Humberto had to soften. This was Sid, confident, grinning, cool. “Yeah; I was talking about… you couldn’t believe my father wanted me to quit high school to work in the fields.”
“I couldn’t believe he had you working in the fields at fifteen.”
The young man switching the gun from hand to hand was unimpressed by that story. White guys don’t know. Sidney and Humberto remembered the story neither would tell; how the usually-slacker PE coaches would, at some random time, have some sort of ‘Hell day,’ and run and exercise the shit out of everyone. They still did it when I went through. Humberto had been suffering more than most, not keeping up. It was my brother who came to his defense.
“Okay then Hotdog; fifty burpees (four count squat thrusts), Grace. No, all you Jockstraps. Everyone. Not you, Lopez; you just relax.” The coach went to his version of a feminine voice. “Just catch your breath.”

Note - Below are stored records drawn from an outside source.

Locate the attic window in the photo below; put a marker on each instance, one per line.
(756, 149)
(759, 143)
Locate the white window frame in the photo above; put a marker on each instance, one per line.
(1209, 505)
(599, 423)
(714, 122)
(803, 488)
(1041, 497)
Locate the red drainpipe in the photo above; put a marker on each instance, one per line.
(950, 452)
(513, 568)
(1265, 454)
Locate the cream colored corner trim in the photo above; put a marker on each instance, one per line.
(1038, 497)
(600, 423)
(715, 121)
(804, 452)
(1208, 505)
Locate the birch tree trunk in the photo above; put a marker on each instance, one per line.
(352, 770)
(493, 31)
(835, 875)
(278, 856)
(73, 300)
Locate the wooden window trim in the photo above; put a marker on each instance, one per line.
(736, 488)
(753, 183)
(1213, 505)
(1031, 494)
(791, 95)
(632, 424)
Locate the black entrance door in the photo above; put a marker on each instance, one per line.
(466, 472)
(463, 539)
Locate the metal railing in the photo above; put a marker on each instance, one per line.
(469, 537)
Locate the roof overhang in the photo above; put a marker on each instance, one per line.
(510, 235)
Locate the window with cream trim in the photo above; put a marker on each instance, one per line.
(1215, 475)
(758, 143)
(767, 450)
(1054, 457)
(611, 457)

In the garage at the condo, Sidney said of that earlier incident; “The problem with helping someone, in a moment of weakness, is, or can be, resentment. I’m just; I know you like to figure shit out. So, now I was the one who knew about Humberto’s weakness. It lingers. When he’s attempting to steal drugs, armed robbery, and that person, me; when I come barging into the room, and he doesn’t know how that’s going to turn out, and I recognize him, and remember his weakness, and…”
“Yeah, Sidney; I think I sort of get it.”
“Yeah. Sure. So, maybe we read this on each other’s faces. Hey, he recognized me first. I could tell.”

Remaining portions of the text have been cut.